We find the answer to both questions, not in us and what we are doing, but in the character of God.
First, God is faithful to forgive your sins.
In other words, God keeps His promises, and He will restore fellowship with you when you confess your sin to Him. God will do what God said He will do.
1 John 1:9 is not simply John’s opinion about God. John, by the inspiration of the Holy Spirit, was writing down God’s very words for us. In other words, God is saying,
If you confess your sins, I am faithful… to forgive your sins and to cleanse you from all unrighteousness. I will do it!
Second, He is just to forgive your sins.
If a judge lets a lawbreaker go free, we call him or her corrupt. How can a holy God restore fellowship with sinners like us? Doesn’t He have to essentially sweep our sins under the rug?

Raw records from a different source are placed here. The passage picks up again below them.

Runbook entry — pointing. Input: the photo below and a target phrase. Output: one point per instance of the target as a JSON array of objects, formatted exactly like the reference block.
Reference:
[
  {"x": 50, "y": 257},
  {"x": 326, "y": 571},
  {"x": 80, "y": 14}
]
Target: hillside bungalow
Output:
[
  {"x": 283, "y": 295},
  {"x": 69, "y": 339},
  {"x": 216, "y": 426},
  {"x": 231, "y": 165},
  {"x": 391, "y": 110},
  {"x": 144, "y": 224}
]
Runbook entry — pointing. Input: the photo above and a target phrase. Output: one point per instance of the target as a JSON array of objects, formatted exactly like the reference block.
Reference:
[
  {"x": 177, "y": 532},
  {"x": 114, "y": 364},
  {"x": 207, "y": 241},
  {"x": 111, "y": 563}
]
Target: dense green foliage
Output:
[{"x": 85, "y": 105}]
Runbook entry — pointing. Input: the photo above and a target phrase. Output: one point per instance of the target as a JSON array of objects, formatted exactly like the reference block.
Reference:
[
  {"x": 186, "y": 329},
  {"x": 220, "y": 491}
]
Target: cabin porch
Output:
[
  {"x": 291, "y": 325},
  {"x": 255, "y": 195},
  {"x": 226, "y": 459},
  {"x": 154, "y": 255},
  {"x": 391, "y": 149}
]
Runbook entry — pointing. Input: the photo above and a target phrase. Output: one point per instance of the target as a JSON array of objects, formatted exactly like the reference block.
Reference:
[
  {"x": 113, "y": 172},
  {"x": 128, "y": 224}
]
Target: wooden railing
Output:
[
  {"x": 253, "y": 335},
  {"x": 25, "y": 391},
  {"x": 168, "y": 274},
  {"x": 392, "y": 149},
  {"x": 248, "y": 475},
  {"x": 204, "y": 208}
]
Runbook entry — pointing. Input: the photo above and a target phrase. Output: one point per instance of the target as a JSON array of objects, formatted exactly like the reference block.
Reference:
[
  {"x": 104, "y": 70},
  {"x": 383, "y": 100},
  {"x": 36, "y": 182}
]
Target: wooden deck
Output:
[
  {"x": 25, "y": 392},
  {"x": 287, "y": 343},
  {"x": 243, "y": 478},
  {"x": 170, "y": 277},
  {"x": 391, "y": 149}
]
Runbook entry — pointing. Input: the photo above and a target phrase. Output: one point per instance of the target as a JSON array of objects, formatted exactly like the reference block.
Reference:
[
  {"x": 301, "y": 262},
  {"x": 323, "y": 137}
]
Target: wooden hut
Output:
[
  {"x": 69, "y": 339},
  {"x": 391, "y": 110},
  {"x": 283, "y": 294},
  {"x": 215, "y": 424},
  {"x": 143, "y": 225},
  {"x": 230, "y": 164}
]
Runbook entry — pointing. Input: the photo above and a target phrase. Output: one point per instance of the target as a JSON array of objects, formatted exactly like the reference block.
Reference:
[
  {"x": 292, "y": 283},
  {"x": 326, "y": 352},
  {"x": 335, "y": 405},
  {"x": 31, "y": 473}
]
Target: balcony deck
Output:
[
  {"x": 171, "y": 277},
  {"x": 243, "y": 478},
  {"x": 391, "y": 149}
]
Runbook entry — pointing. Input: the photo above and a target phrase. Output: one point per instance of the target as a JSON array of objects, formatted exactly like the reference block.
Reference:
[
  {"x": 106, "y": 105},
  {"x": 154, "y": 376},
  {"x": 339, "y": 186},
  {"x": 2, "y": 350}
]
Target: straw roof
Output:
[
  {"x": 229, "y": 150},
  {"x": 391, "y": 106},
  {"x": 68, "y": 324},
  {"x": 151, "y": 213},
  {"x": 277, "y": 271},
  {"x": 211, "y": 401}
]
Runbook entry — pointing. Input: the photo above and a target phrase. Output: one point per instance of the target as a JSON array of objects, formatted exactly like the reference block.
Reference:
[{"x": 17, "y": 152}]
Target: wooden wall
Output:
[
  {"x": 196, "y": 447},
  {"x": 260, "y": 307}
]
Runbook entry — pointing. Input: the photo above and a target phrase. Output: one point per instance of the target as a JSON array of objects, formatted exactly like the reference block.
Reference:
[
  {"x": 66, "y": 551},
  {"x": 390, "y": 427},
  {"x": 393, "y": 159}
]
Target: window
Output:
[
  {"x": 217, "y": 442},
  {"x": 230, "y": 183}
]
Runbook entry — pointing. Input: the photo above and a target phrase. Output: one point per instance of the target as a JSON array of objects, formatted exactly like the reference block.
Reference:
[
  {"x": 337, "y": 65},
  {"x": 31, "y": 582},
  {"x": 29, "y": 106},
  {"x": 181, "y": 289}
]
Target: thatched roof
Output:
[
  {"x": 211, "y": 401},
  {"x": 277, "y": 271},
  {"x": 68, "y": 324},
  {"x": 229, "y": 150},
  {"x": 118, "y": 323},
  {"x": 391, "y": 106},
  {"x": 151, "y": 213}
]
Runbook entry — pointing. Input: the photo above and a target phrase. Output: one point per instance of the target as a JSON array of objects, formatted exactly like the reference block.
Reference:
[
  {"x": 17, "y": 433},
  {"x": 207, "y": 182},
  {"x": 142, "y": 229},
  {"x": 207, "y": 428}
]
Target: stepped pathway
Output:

Absolutely not. God is committed to perfect justice. Every sin ever committed in the history of the world will be paid for. And God will see to it Himself.
Nothing we do in confessing our sins to God will make us more worthy of being brought back into fellowship with God. Jesus did all that was necessary to bring you into fellowship with God and to restore your fellowship with God.
You can ask God for mercy. You can ask God to restore you. And you can do it with confidence. Why? Because payment has been made and God is just. There is nothing further for you to do.